Lorsqu’on rejette la lumière, il est possible de briller mais c’est une consomption à perte, qui ne produit rien. Le vrai rhéteur, celui qui est fidèle à Aristote et surtout celui qui se laisse habiter par une inspiration venant d’en haut, est capable de « transubstantier » les mots les plus simples. Il aiguise notre soif de connaître, notre appétit pour la nourriture solide. Paul Claudel notait, toujours dans son Journal, qu’ « écrire est mettre quelque chose de très-noir au bout de quelque chose de très-aigu » et qu’il faut écrire avec « de l’encre bouillante ». Cela s’applique aussi à la parole. Sinon, il s’agit ni plus ni moins d’un étranglement de la vérité. Ce qui se passe dans le domaine économique avec la monstrueuse mondialisation, se vérifie dans l’usage de la parole, dite ou écrite : une strangulation froide et rectangulaire, pour reprendre les mots de Charles Péguy. Lorsque les chiffres remplacent les hommes et que ces derniers s’inclinent devant ces nouveaux dieux, chacun se retrouve « acculé au pied des additions », comme le remarquait déjà Honoré de Balzac. Nous ne nous rendons pas compte que cette dérive de la rhétorique est un simulacre du Verbe révélé. Or celui qui mime, qui imite et qui singe est le Malin lui-même. Il ne lui reste plus que les mots qu’il susurre à l’oreille d’Eve, d’Adam et de nous tous. Il parle d’apparences alors que nous sommes faits pour connaître selon le plan de Dieu. Il nous asperge d’eau de rose en nous convainquant que nous sommes faits pour déguster les plaisirs d’une existence frivole, alors qu’il faudrait tailler dans cet enchevêtrement de ronces pour y trouver le vrai chemin.

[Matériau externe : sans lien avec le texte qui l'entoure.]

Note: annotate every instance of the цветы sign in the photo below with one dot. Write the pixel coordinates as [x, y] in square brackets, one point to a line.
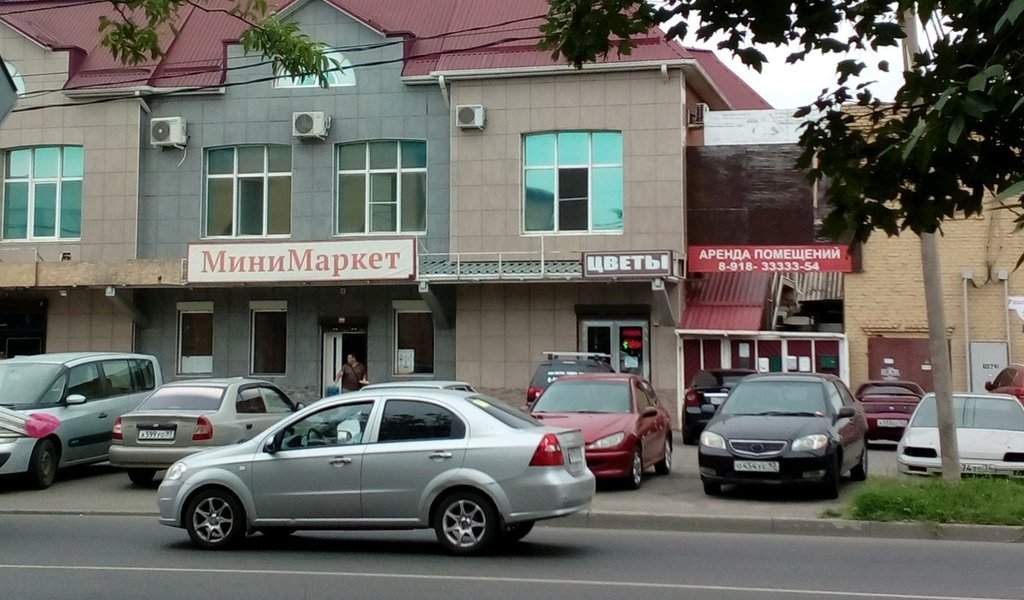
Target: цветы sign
[310, 261]
[811, 258]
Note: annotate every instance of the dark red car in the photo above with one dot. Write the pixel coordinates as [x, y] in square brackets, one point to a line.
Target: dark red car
[625, 427]
[888, 405]
[1009, 381]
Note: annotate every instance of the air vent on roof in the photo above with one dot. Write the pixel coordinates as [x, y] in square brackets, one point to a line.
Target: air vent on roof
[469, 116]
[312, 124]
[168, 131]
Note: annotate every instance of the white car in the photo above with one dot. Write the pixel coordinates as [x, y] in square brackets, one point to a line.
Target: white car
[989, 434]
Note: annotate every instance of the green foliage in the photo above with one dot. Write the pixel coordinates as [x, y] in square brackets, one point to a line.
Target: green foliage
[951, 137]
[980, 501]
[133, 36]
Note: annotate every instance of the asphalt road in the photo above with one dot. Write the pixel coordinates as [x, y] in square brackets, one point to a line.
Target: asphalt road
[54, 557]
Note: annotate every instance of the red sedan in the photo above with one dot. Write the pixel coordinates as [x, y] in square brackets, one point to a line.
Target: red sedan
[888, 405]
[625, 427]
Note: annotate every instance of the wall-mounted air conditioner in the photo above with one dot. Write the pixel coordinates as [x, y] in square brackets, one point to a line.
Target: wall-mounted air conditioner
[314, 124]
[168, 131]
[469, 116]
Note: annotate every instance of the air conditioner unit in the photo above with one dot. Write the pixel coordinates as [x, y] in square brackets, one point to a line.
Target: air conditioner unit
[697, 115]
[168, 131]
[469, 116]
[311, 124]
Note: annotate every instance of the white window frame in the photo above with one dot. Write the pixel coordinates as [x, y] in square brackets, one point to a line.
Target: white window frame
[407, 307]
[590, 166]
[368, 191]
[341, 74]
[256, 306]
[236, 177]
[57, 180]
[193, 308]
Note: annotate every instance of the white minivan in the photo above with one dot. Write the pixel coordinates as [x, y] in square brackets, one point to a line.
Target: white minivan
[87, 391]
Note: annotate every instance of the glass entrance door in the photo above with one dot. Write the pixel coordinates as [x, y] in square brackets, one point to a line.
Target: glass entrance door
[626, 341]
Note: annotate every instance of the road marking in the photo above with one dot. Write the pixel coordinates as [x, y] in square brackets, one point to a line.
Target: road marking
[493, 580]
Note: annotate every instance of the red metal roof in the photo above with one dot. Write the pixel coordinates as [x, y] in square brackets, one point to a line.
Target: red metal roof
[443, 36]
[727, 301]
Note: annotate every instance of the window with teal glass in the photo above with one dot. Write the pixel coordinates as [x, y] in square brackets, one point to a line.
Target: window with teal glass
[340, 73]
[42, 193]
[249, 191]
[382, 187]
[572, 181]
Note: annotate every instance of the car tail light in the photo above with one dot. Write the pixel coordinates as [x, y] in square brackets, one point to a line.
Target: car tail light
[549, 453]
[204, 429]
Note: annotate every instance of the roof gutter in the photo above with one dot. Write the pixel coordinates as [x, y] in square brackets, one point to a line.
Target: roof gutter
[474, 74]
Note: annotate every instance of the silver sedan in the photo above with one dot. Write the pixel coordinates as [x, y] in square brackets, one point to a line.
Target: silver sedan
[468, 466]
[185, 417]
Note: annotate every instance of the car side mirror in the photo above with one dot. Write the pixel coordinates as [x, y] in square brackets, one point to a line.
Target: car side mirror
[274, 444]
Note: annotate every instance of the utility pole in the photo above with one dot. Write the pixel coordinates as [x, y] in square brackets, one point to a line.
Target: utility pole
[934, 301]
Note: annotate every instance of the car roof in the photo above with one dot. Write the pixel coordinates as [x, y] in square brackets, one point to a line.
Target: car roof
[64, 357]
[419, 383]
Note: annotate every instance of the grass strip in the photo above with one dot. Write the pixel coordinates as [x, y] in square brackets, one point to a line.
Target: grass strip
[978, 501]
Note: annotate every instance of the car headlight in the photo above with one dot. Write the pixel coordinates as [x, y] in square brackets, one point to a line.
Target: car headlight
[815, 441]
[175, 472]
[607, 441]
[710, 439]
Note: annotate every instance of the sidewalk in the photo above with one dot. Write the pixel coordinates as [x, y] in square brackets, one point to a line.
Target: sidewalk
[673, 503]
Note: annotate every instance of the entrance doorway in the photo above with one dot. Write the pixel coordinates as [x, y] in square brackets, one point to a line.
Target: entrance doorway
[626, 341]
[337, 345]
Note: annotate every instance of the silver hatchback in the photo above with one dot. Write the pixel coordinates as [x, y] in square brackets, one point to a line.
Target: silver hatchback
[468, 466]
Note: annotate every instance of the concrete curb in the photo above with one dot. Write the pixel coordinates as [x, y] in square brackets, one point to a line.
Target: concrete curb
[709, 524]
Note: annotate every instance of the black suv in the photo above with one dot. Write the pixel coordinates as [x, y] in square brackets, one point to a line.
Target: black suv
[556, 365]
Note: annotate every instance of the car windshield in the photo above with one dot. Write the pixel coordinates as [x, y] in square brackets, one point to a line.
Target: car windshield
[514, 418]
[976, 413]
[585, 396]
[775, 397]
[27, 385]
[184, 398]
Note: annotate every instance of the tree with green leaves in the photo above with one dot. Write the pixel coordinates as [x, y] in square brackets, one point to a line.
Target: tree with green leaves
[132, 35]
[951, 138]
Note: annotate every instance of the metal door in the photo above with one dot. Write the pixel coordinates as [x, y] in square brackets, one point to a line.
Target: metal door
[628, 342]
[987, 359]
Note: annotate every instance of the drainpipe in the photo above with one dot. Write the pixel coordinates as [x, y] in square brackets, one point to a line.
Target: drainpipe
[968, 275]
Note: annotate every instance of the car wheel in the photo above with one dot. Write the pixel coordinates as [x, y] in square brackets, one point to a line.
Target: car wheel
[465, 522]
[712, 488]
[515, 531]
[141, 476]
[859, 471]
[664, 467]
[635, 478]
[829, 487]
[43, 464]
[215, 519]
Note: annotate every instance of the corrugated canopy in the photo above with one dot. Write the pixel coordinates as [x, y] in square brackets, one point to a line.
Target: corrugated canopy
[727, 302]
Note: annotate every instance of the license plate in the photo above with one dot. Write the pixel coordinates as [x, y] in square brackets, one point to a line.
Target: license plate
[756, 466]
[156, 434]
[892, 422]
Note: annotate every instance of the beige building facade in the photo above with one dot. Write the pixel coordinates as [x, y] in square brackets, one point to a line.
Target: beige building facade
[886, 318]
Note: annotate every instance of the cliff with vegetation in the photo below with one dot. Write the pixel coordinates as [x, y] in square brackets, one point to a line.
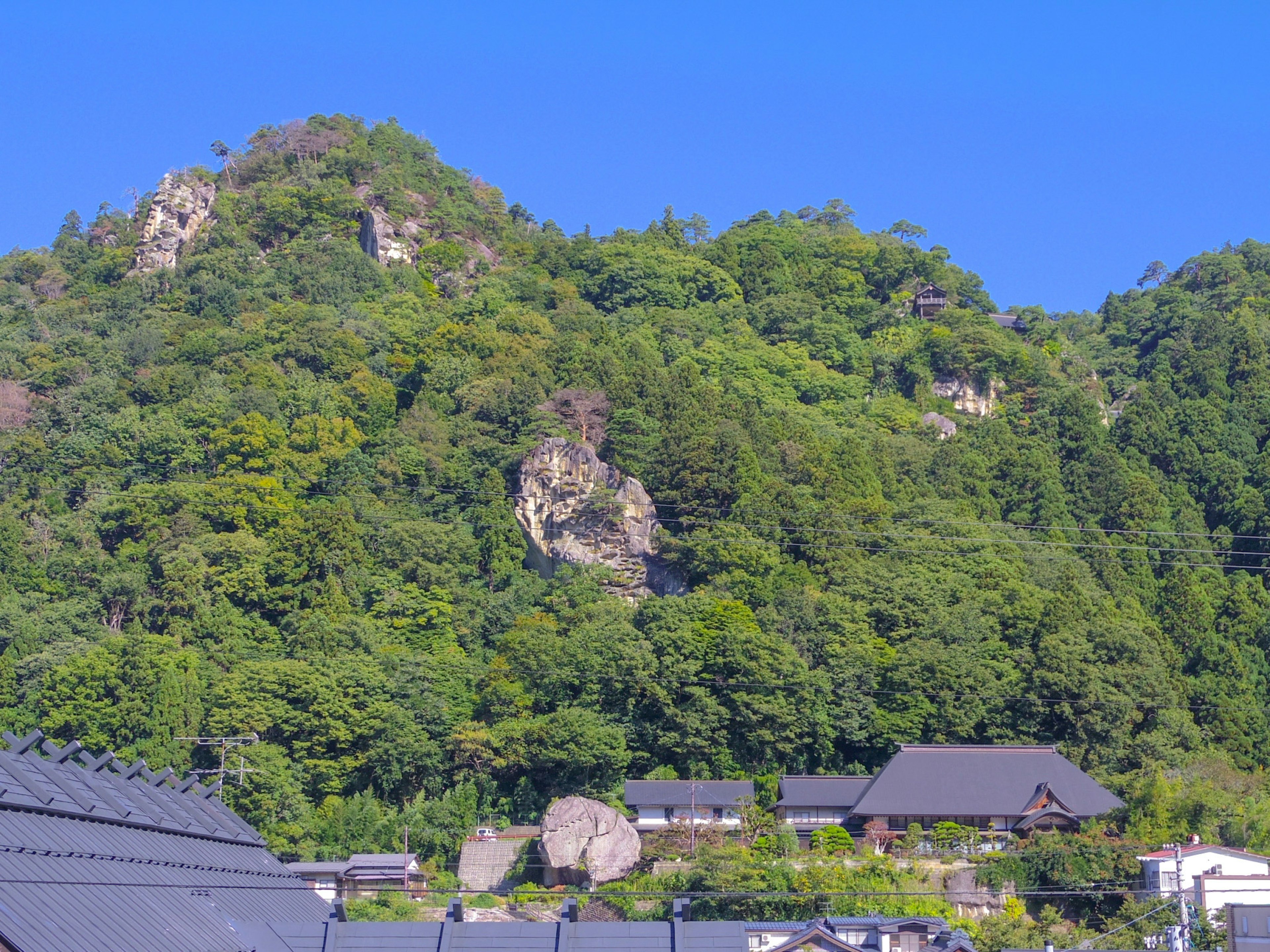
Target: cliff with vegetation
[263, 476]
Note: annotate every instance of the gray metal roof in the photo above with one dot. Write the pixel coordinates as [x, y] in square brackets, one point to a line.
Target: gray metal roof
[319, 869]
[683, 935]
[93, 860]
[978, 781]
[110, 790]
[680, 794]
[821, 791]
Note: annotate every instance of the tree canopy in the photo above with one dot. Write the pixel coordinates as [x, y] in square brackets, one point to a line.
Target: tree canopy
[270, 492]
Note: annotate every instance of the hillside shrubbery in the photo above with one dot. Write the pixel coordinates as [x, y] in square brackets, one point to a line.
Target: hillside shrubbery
[269, 492]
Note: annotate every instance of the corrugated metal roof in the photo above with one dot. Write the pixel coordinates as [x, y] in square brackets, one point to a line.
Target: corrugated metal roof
[875, 921]
[680, 793]
[79, 871]
[821, 791]
[108, 790]
[978, 781]
[728, 936]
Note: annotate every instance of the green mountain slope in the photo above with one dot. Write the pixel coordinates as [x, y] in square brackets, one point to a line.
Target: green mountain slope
[267, 492]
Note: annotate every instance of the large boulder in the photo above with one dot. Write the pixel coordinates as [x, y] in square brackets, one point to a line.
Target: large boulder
[181, 207]
[587, 841]
[574, 508]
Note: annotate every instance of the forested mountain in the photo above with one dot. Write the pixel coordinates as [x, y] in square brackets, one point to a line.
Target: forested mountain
[270, 491]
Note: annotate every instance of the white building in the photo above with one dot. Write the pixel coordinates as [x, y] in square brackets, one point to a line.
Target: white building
[1160, 873]
[1214, 890]
[661, 803]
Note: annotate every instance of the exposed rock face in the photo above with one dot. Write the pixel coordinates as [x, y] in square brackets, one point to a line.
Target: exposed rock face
[966, 397]
[574, 508]
[947, 427]
[380, 240]
[180, 210]
[583, 840]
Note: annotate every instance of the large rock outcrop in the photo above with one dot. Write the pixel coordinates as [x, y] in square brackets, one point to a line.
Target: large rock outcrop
[181, 207]
[380, 240]
[947, 427]
[966, 397]
[574, 508]
[587, 841]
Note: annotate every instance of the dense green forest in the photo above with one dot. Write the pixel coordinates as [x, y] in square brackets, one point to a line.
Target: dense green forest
[270, 492]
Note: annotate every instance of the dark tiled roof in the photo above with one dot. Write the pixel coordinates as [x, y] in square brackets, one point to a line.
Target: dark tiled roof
[821, 791]
[70, 782]
[1009, 322]
[681, 936]
[875, 921]
[105, 858]
[679, 794]
[978, 781]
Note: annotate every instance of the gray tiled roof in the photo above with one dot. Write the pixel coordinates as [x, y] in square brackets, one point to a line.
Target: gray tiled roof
[95, 860]
[71, 782]
[978, 781]
[567, 935]
[679, 794]
[821, 791]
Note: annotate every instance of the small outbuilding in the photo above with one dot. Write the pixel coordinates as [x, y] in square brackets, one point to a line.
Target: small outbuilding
[930, 301]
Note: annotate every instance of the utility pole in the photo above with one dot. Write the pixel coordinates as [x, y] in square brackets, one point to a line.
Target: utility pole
[405, 862]
[1183, 913]
[693, 822]
[225, 744]
[1179, 936]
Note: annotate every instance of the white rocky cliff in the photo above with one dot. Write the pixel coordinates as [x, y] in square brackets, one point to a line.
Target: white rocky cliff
[966, 397]
[587, 841]
[574, 508]
[181, 207]
[380, 240]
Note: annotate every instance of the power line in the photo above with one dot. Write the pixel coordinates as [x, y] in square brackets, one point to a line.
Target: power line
[454, 491]
[786, 544]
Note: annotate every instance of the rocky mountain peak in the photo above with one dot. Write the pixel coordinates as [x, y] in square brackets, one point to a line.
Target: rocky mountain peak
[180, 209]
[574, 508]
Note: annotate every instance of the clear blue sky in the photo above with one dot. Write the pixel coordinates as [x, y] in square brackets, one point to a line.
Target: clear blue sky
[1055, 148]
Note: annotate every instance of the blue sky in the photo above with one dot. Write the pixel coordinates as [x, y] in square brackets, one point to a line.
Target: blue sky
[1056, 148]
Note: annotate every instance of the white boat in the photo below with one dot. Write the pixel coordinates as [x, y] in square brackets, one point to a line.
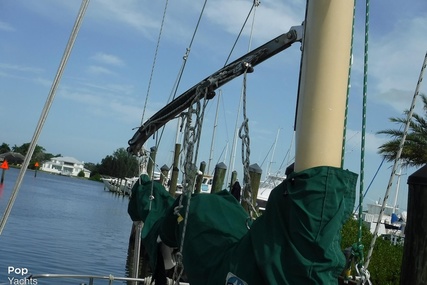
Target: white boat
[392, 225]
[266, 187]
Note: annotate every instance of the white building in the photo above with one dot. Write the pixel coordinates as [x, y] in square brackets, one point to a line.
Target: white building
[65, 166]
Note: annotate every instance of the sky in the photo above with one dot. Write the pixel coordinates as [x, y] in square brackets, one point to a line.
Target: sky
[119, 71]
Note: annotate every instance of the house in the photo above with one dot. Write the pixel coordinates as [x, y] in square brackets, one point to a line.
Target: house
[65, 166]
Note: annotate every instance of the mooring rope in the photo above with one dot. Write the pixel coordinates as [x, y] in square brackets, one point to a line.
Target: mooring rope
[45, 113]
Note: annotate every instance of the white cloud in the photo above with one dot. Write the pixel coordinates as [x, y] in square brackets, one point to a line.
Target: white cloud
[6, 27]
[99, 70]
[20, 68]
[108, 59]
[396, 70]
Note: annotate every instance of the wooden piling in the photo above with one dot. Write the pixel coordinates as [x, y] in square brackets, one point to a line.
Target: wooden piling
[151, 160]
[414, 263]
[199, 178]
[255, 173]
[233, 179]
[219, 175]
[164, 176]
[175, 170]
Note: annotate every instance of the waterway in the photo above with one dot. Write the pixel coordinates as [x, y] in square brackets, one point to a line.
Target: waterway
[62, 225]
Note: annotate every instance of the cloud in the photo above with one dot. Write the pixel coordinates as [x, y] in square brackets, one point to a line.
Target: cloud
[107, 59]
[99, 70]
[20, 68]
[395, 70]
[6, 27]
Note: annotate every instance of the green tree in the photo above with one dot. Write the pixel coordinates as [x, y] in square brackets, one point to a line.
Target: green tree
[385, 264]
[414, 152]
[4, 147]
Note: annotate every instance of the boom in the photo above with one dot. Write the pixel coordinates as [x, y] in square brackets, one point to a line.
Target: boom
[213, 82]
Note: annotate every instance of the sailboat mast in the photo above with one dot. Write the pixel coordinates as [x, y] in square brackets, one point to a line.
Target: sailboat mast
[213, 132]
[272, 153]
[323, 84]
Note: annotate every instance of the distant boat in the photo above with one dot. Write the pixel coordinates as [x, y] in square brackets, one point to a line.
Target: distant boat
[265, 189]
[392, 225]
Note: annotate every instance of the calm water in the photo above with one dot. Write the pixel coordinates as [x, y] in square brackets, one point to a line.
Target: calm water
[63, 225]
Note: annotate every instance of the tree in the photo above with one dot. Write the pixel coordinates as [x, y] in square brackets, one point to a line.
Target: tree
[4, 147]
[414, 152]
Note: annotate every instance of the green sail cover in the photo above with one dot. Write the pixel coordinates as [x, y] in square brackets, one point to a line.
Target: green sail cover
[295, 241]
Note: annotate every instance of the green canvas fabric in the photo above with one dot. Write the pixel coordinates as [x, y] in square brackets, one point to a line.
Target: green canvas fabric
[148, 203]
[295, 241]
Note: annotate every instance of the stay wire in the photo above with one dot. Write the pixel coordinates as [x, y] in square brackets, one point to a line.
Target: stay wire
[45, 112]
[254, 4]
[396, 160]
[185, 58]
[154, 61]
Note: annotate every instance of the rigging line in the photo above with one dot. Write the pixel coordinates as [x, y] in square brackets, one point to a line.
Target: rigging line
[254, 4]
[234, 145]
[348, 85]
[185, 57]
[396, 160]
[45, 112]
[362, 151]
[154, 61]
[372, 181]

Les paroles qui chatouillent notre moi vaniteux et paresseux ne nous aident guère à devenir ce que nous sommes. Mieux vaut pour nous la parole qui tranche comme une serpe d’or. Les Français ont peur désormais des plaies ouvertes. Ils adulent ceux qui les recouvrent d’une gaze fragile et qui laissent ainsi la pourriture s’étendre. Il est temps de réagir et de crier à la face de ceux qui nous cajolent en nous mentant que leur rhétorique n’est plus qu’un attrape-mouche inutile et désuet. Tournons-nous plutôt vers le petit reste qui ne cherche pas à nous confondre, à nous tromper mais qui nous aide à grandir.